# Do you think the earth would eventually turn into an Ecumenopolis?



## Kiss the Rain (Apr 2, 2006)

It occurred to me that with the steady urbanization worldwide, the earth may one day turn into and ecumenopolis(entire planet covered with city), much like the planet-city coruscant in star wars.
Do you think the people would allow for that to happen, if yes, how long do you think it will take.


----------



## staff (Oct 23, 2004)

The world's land masses consist of 3% cities today. It would take a very long time for that to happen.


----------



## miamicanes (Oct 31, 2002)

I think the Earth will have suburbanized to the Moon, Mars, and beyond long before that happens. And the people who DO live in places like central Africa, Antarctica, the Gobi Desert, Siberia, and the Amazon will be people who are incredibly rich and determined to ensure that nobody else can live within a mile or two of their house so they can enjoy complete rural privacy while places like the eastern US, western Europe, the Atlantic coast of Brazil, Pearl River Delta, etc. *are* basically huge cities sprawling hundreds of miles in every direction.


----------



## Chicagoago (Dec 2, 2005)

We could never support outselves with food and water to add the hundreds and hundreds of billions of people necessary to build up the ENTIRE planet.

Cities will grow, but almost the entire surface of the planet is covered by something other than urban areas...


----------



## schreiwalker (May 13, 2005)

Chicagoago said:


> We could never support outselves with food and water to add the hundreds and hundreds of billions of people necessary to build up the ENTIRE planet.
> 
> Cities will grow, but almost the entire surface of the planet is covered by something other than urban areas...


well, never is a long time. and if we're comparing ourselves to coruscant, then perhaps there's a big fleet of ships going back and forth between farming planets. 

That said, currently we don't think its even theoretically possible to travel the speed of light, so that food would be a couple years old once it got to us. 

So I'm pretty sure that the chance of the whole world become a city is next to zero.


----------



## monkeyronin (May 18, 2006)

Star Wars Ep. I-III suck. never mention anything relating to them ever again.

As for the ecumenopolis issue.. unlikely, that type of population would be unsustainable, so we'd all die anyway :laugh:


----------



## Robert Stark (Dec 8, 2005)

That would never hapen, the earth does not have the resources to support that many people.


----------



## Bartolo (Sep 20, 2004)

We can hardly handle the population we have now of 7 billion (?) let alone a population a 100 times that


----------



## v:zero (Aug 8, 2005)

^^ 6 billion

In the near future the urban sprawls of Japapnese cities would be an early ecumenopolis example of Earth, if it really happens in that matter.


----------



## wjfox (Nov 1, 2002)

Robert Stark said:


> That would never hapen, the earth does not have the resources to support that many people.
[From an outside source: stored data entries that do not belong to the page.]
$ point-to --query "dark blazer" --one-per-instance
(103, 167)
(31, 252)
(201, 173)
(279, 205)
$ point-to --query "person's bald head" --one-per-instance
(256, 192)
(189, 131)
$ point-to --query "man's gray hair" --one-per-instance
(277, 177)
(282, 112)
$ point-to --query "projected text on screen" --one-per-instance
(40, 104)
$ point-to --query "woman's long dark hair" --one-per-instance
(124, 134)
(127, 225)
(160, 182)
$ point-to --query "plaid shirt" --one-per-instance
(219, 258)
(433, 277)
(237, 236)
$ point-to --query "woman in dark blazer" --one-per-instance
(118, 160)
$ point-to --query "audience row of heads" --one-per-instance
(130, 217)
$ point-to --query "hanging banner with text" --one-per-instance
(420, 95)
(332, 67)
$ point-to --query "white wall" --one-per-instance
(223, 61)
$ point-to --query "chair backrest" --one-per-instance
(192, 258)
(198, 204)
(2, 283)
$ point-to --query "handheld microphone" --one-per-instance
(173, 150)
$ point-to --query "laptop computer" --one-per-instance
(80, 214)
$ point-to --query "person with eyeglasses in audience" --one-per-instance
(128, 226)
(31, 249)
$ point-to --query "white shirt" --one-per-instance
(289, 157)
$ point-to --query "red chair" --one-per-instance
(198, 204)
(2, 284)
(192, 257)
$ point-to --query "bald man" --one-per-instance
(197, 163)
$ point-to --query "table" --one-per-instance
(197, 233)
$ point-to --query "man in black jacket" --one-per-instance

What if those resources were imported from other worlds - the Moon, a terraformed Mars, and other colonies around the gas giants?


----------



## mhays (Sep 12, 2002)

Actually over 6.5. 

I so much want to visit Corascant. During that chase scene I was pretty much agog at the city.


----------



## schreiwalker (May 13, 2005)

wjfox2002 said:


> What if those resources were imported from other worlds - the Moon, a terraformed Mars, and other colonies around the gas giants?



food-wise, it would still take too long to get here. 

but we could have another green revolution like the one that happened in the 1960's that enabled our current population.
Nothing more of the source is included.